AI can generate code—but not always safely. A new study, set to be presented at the 2025 USENIX Security Symposium, reveals that large language models (LLMs), when generating code, frequently fabricate dependencies on non-existent libraries. This phenomenon, dubbed “package hallucination,” not only undermines code quality but also significantly heightens risks to the software supply chain.
The analysis examined 576,000 code samples produced by 16 different models, including both commercial and open-source systems. These samples contained over 2.23 million references to third-party libraries. Alarmingly, nearly 440,000 of them—approximately 19.7%—pointed to non-existent packages. The issue was especially prevalent in open-source models such as CodeLlama and DeepSeek, which exhibited an average false dependency rate of nearly 22%. In contrast, commercial models like ChatGPT showed a rate just above 5%, a disparity attributed to their more sophisticated architectures and fine-tuned optimization.
Perhaps most concerning is that these hallucinations were not random. Forty-three percent of false dependencies appeared in more than ten queries, and in 58% of cases, the same fictitious package recurred across ten iterations. This consistency makes them ideal targets for dependency confusion attacks, where malicious actors substitute legitimate components with harmful ones bearing identical names. If an attacker publishes a package with the same name in advance, their code could be automatically fetched and executed during a project’s build process—particularly if it appears to be a newer version.

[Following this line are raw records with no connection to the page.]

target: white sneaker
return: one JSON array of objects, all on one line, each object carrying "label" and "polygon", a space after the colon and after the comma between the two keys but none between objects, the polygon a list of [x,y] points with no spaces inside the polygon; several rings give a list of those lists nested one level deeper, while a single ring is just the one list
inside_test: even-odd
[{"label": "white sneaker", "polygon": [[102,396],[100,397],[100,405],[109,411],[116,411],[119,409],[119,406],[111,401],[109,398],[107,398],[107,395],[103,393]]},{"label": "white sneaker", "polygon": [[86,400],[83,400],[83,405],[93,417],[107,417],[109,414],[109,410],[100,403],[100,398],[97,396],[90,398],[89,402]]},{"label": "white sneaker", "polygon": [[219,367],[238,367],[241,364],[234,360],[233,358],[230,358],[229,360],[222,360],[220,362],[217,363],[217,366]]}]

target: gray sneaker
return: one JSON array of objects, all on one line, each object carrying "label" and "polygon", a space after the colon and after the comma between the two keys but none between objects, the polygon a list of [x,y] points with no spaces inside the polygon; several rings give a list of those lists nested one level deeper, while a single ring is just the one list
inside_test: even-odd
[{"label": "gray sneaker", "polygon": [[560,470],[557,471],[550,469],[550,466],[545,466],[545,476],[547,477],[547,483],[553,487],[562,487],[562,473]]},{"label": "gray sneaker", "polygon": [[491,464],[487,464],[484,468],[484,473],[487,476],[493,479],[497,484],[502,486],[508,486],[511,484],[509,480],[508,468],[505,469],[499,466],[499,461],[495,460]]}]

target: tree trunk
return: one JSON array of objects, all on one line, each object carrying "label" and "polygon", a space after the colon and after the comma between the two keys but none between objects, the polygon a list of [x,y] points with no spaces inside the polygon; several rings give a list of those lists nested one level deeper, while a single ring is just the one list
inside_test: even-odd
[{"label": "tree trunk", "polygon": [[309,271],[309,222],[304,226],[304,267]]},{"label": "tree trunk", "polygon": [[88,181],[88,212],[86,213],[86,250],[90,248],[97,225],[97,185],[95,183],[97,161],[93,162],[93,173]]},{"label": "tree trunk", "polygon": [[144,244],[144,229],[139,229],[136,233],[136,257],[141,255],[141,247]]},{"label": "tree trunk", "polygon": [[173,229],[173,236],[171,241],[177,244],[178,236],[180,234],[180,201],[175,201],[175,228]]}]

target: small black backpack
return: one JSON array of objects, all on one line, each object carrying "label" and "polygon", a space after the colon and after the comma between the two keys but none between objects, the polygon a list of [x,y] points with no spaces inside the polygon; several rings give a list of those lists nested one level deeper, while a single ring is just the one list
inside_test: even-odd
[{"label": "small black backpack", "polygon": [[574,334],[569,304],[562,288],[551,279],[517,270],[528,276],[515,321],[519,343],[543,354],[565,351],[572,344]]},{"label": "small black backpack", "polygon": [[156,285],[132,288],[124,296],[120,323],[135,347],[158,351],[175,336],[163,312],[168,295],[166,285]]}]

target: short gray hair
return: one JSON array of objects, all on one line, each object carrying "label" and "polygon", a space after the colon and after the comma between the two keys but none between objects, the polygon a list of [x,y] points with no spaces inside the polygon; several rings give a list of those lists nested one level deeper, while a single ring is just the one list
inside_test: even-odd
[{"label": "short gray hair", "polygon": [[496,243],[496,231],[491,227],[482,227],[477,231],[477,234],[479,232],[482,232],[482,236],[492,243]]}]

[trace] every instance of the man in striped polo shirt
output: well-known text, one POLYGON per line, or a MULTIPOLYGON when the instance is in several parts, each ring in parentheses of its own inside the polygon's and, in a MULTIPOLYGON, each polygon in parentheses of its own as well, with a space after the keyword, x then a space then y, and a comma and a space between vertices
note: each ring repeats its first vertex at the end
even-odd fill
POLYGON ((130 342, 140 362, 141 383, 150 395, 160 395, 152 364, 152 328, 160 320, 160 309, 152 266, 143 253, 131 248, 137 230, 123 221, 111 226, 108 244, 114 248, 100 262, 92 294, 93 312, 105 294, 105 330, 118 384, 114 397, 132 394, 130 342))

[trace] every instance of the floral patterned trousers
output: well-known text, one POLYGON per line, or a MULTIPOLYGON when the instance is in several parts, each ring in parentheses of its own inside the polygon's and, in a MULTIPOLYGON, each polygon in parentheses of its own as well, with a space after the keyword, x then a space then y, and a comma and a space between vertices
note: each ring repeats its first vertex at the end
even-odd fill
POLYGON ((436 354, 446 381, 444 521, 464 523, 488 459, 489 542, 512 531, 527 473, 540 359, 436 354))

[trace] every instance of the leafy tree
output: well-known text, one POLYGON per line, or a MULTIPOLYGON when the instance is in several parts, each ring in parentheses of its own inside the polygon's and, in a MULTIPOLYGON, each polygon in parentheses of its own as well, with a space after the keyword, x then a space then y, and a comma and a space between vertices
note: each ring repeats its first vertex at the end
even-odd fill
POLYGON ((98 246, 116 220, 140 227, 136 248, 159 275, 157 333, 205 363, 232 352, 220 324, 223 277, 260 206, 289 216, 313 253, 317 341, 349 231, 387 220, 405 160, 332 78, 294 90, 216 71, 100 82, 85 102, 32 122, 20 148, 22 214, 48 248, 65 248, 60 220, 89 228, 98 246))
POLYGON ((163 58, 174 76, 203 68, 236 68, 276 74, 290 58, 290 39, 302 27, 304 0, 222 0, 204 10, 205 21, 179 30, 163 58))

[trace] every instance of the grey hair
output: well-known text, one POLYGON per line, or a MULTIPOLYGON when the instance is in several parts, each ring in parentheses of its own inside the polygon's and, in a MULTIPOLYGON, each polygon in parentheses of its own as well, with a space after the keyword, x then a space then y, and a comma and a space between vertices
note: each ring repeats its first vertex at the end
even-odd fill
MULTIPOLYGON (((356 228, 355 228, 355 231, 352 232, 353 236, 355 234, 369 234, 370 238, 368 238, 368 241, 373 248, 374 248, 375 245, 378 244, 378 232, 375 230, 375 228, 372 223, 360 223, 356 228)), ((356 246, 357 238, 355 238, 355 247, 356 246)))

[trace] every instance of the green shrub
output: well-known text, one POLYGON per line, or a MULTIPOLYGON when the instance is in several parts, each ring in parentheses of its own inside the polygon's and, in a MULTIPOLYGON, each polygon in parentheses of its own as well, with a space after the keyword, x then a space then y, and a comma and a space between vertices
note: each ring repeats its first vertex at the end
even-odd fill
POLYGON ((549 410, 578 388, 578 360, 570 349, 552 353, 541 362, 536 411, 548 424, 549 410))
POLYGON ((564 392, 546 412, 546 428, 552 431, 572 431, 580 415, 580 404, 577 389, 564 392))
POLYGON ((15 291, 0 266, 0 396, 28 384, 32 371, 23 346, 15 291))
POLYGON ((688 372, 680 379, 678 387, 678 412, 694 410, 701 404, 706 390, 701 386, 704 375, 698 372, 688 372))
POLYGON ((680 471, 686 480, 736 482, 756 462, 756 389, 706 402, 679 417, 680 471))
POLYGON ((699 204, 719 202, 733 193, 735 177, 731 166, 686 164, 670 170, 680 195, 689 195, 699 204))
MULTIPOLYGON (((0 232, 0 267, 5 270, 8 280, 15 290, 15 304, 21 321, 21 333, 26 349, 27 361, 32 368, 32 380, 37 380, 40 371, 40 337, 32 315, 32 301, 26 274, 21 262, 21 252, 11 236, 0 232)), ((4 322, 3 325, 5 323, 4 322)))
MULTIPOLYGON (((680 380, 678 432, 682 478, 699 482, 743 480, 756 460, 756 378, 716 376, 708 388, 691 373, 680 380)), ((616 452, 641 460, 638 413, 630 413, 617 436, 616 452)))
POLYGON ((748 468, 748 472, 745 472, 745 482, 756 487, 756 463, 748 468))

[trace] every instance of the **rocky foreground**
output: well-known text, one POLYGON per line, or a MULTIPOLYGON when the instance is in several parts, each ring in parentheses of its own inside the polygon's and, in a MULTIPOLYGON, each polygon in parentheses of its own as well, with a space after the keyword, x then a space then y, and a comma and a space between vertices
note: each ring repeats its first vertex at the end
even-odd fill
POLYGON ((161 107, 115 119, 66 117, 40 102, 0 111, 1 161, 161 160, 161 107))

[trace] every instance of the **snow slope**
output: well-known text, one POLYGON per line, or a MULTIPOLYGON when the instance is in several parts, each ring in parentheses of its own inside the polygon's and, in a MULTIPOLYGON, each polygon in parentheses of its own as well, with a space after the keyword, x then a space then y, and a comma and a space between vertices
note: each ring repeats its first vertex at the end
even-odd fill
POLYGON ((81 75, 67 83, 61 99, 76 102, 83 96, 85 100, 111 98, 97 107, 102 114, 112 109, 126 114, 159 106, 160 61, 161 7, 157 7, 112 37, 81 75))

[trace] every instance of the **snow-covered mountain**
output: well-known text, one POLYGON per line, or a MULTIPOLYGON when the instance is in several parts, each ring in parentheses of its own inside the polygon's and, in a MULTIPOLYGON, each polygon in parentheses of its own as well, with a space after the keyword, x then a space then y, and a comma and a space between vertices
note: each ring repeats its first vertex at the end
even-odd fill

Such attacks have already been demonstrated in real-world scenarios. In 2021, researchers successfully injected malicious code into the infrastructures of major corporations—including Apple, Microsoft, and Tesla—by exploiting dependency confusion. The vulnerability arises when systems prioritize higher version numbers, even if the source is unverified. Now, AI models may unwittingly suggest the names of such phantom packages, despite their absence from official repositories.
The study also found that JavaScript code is more susceptible to hallucinated dependencies than Python—21% versus nearly 16%. Researchers attribute this to the greater complexity and scale of the JavaScript ecosystem, as well as its more convoluted namespace conventions, which make it harder for models to “recall” package names accurately.
According to the authors, neither the size of an open-source model nor architectural variations within that category had a clear impact on hallucination rates. Instead, the quantity of training data, the rigor of fine-tuning, and the implementation of safety mechanisms played far more significant roles. Commercial LLMs like ChatGPT, which benefit from more robust training and safety frameworks, demonstrated far fewer instances of false dependencies.
As modern developers increasingly rely on third-party libraries to accelerate development and reduce manual coding, package hallucination emerges as a particularly perilous threat. Microsoft has previously predicted that within five years, up to 95% of all code will be AI-generated—making uncritical trust in AI recommendations a potential vector for widespread infrastructure compromise during the build process itself.
This looming threat underscores the urgent need for stronger safeguards in software build security, including manual verification of package names, restricted download sources, active monitoring of new package uploads to public repositories, and the integration of defensive mechanisms within dependency management systems.